Studio album by Nelson Riddle
- Released: 1962
- Recorded: 1962
- Genre: Pop music
- Length: 34:01
- Label: Capitol ST-1817

Nelson Riddle chronology
| Route 66 Theme and Other Great TV Themes (1962) | Love Is a Game of Poker (1962) | More Hit TV Themes (1963) |

= Love Is a Game of Poker =

Love Is a Game of Poker is the fourteenth studio album by American composer and arranger Nelson Riddle, released in 1962.

==Reception==

William Ruhlmann reviewed the album for Allmusic and wrote that it seemed "...to have been influenced by Henry Mancini's similar success, leading to a more prominent rhythm section and a jazzier feel than one usually associates with Riddle's charts", and that Riddle's "feel for melody was not extinguished by any means but, probably due to his recent experience, his arrangements and (on three tracks) compositions had a far more cinematic flair, which gave them an early-'60s contemporaneity and brought him out of the '50s just as he was moving on to new challenges".

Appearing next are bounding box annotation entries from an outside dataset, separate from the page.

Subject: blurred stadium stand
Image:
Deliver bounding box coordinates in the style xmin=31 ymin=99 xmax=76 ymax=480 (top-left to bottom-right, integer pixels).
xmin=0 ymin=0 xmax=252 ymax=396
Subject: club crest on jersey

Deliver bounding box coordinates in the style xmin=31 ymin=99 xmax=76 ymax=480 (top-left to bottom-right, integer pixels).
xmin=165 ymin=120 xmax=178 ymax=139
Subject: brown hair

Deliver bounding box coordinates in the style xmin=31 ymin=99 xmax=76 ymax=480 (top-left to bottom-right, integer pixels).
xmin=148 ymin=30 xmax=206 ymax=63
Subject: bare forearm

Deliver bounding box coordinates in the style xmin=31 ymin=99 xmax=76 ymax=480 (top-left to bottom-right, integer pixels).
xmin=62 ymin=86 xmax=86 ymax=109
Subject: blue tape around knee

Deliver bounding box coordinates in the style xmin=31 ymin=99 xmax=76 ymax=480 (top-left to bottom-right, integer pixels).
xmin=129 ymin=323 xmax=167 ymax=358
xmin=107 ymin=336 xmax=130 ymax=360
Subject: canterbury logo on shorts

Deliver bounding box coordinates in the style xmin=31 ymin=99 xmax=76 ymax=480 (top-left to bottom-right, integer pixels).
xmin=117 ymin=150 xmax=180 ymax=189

DJ Spooky, in his 2008 book Sound Unbound: Sampling Digital Music and Culture described Riddle's arrangement of "Witchcraft" on this album as a "brain-tickling juxtaposition of reverberating strings, bells, and chimes."

Professional ratings
Review scores
| Source | Rating |
| Allmusic |  |
| New Record Mirror |  |

==Track listing==
===Side 1===

| No. | Title | Writer(s) | Length |
|---|---|---|---|
| 1. | "Playboy's Theme" | Cy Coleman, Carolyn Leigh | 2:54 |
| 2. | "Alone Too Long" | Dorothy Fields, Arthur Schwartz | 2:37 |
| 3. | "Queen of Hearts" | Nelson Riddle | 3:10 |
| 4. | "Red Silk Stockings and Green Perfume" | Bob Hilliard, Sammy Mysels, Dick Sanford | 3:01 |
| 5. | "Finesse" | Riddle | 3:30 |
| 6. | "A Game of Poker" | Harold Arlen, Johnny Mercer | 2:16 |

===Side 2===

| No. | Title | Writer(s) | Length |
|---|---|---|---|
| 1. | "It's So Nice to Have a Man Around the House" | Jack Elliott, Harold Spina | 2:23 |
| 2. | "Witchcraft" | Coleman, Leigh | 3:18 |
| 3. | "Two Hearts Wild" | Riddle | 2:12 |
| 4. | "You Fascinate Me So" | Coleman, Leigh | 3:13 |
| 5. | "Penny Ante" | Riddle | 3:00 |
| 6. | "Indiscreet" | Sammy Cahn, Jimmy Van Heusen | 2:27 |

==Personnel==
- Nelson Riddle – arranger
- Dick Nash - Trombone
- Tommy Shepard - Trombone
- Jimmy Henderson - Trombone
- George Roberts - Bass Trombone
- Shorty Sherock - Trumpet
- Cappy Lewis - Trumpet
- Don Fagerquist - Trumpet
- Ronnie Lang - Saxophone
- Buddy Collette - Flute/Saxophone
- Wilbur (Willie) Schwartz - Clarinet
- Vince De Rosa French Horn
- Frank Flynn - Drummer
- Ray Sherman - Piano
- Joe Comfort - Bass

==Re-releases==

===Pickwick Records===

In June 1965, Pickwick Records released seven of the twelve tracks from Love Is a Game of Poker in a ten-track album titled Witchcraft!. Additional tracks came from 1957’s Hey...Let Yourself Go!,* plus a side from a 45 rpm single.**

====Side 1====
1. ”Witchcraft”
2. ”Along Too Long”
3. ”Red Silk Stockings”
4. ”It’s So Nice to Have a Man Around The House”
5. ”You Fascinate Me So”

====Side 2====
1. ”Playboy’s Theme”
2. ”Indiscreet”
3. ”I Get Along Without You Very Well”*
4. ”Darn That Dream”*
5. ”Blue Safari”**

An album identical to the Pickwick record—even the liner notes—was released on the Sears label.

===Alshire Records===

In 1971 Alshire Records issued a budget re-release of ten of the twelve tracks from Love is a Game of Poker re-titled Spectacular Brass!!! Fantastic Reeds!!! and the Magnificent 101 Strings, and credited to "Nelson Riddle with America's Top Soloists." The disc lacked "A Game of Poker" and "You Fascinate Me So."